Dalam linguistik, pemaknaan bersifat arbitrer, tetapi terbatas. Akan tetapi, pemaknaan dalam
mitos tidak bersifat arbitrer karena sebagian dari pemaknaan tersebut didorong oleh motivasi
yang mengakibatkan mitos memiliki analogi antara makna dan bentuk yang termotivasi. Mitos
menjadi sistem ideografis murni karena bentuknya masih termotivasi oleh konsep yang
dihadirkan. Untuk lebih jelasnya, contoh proses signifikasi dalam semiologi Barthes dapat
dilihat pada bagan berikut ini.

Bahasa 1. Kata beringin 2. Representasi mental beringin

3. Entitas konkret pohon


beringin
Mitos
I Beringin II menakutkan

III tempat yang didiami oleh makhluk gaib

Bagan 3. Contoh Proses Semiologi Roland Barthes

Dalam bagan di atas, tahap signifikasi pertama adalah penanda bahasa kata beringin sebagai
(E) dan petandanya atau isinya (C) adalah representasi mental dari kata beringin, yakni pohon
besar yang tingginya mencapai 20—35 m, berakar tunggang, dari cabang-cabangnya keluar
akar gantung, daunnya kecil berbentuk bulat telur yang meruncing ke ujung dan rimbun dengan
tajuk berbentuk payung, buahnya kecil, bulat, dengan permukaan halus. Inilah yang disebut
tahap primer atau denotasi. Kemudian, relasi (R) antara ekspresi dan isi tersebut membentuk
tanda dalam tahap signifikasi sekunder atau konotasi, yakni entitas konkret dari pohon beringin.
Kemudian, muncul petanda menakutkan yang hadir atas representasi pohon beringin yang besar
dengan akar yang menggantung dan rimbun. Akhirnya, muncullah mitos yang ada di
masyarakat bahwa pohon beringin itu merupakan tempat yang didiami oleh makhluk gaib
karena proses perluasan makna denotasi menjadi konotasi.
Komentar:

Barthes (1964;1972) menjelaskan mitos sebagai tahap signifikasi kedua setelah bahasa sebagai
sistem semiologis yang terjadi karena relasi ekspresi dan konten pada tahap primer. Hal ini
menunjukkan bahwa mitos juga bergantung pada linguistik sebagai tahap primer dalam
pemaknaannya. Artinya, hubungan antara bahasa dan mitos menjadi dua hal yang saling terkait.
Barthes menunjukkan bagaimana hubungan bahasa dan mitos membentuk makna. Segala
sesuatu berhubungan dan berkaitan dalam membangun makna yang membentuk mitos.
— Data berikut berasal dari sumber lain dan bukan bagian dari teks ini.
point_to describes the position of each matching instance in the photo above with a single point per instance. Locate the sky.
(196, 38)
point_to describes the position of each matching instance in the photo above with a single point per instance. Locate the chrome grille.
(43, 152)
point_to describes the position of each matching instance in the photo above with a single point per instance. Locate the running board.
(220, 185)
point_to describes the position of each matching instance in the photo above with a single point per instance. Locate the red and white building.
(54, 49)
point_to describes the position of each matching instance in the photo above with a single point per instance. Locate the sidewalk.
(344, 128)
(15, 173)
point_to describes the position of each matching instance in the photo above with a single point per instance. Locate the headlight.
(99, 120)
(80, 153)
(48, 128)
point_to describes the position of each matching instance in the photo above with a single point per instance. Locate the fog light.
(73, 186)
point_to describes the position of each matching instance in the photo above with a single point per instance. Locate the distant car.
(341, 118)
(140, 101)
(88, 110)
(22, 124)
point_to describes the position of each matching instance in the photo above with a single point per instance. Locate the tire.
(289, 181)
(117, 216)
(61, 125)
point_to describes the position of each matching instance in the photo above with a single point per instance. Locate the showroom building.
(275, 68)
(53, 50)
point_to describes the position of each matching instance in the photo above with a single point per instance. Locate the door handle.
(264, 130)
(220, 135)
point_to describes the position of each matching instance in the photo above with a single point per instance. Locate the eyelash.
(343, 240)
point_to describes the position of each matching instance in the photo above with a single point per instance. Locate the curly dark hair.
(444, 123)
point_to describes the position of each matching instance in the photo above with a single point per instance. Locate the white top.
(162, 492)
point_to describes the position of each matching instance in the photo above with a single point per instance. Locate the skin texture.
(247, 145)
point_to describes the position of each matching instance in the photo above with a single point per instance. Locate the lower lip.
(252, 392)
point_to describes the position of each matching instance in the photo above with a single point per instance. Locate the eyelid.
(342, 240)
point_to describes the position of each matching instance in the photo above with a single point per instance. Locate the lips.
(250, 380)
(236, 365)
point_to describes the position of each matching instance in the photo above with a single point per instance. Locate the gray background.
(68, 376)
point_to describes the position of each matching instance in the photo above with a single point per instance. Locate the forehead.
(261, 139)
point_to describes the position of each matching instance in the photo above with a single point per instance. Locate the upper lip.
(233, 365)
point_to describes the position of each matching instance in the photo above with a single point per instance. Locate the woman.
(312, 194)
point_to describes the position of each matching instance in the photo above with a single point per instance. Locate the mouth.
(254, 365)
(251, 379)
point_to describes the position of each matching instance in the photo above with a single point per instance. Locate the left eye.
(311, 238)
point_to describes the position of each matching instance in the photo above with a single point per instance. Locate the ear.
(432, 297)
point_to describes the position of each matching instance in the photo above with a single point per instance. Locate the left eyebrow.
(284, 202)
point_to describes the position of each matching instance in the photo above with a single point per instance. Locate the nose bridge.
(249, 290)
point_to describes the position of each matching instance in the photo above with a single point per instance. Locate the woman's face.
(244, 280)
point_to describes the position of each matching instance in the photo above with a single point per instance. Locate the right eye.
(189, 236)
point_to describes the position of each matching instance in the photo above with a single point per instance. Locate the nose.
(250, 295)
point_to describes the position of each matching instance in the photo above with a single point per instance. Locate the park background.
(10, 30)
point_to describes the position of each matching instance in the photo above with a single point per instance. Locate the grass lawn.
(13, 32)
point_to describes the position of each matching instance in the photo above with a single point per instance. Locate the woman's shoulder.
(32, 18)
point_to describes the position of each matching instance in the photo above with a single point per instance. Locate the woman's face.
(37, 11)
Barthes lebih dalam menunjukkan bahwa simbol bisa memiliki makna konotasi yang lebih luas
daripada makna harfiah atau denotasi yang dikandungnya. Artinya, sebuah simbol memiliki
berbagai makna yang bisa diperluas dan dilihat dari berbagai sudut pandang. Istilah denotasi
dan konotasi dalam peta analisis semiologi Barthes memberikan gambaran yang komprehensif
mengenai bagaimana konstruksi mitos yang ada dalam masyarakat. Tentunya, hal ini
memberikan sumbangsih yang sangat besar bagi penelitian kebudayaan yang sangat erat dengan
mitos.

Daftar Acuan

Barthes, Roland. 1964. Elements of Semiology. New York: Hill and Wang.
Barthes, Roland. 1972. Mythologies. New York: The Noonday Press.
Hoed, Benny. H. 2014. Semiotika & Dinamika Sosial Budaya. Jakarta: Komunitas Bambu.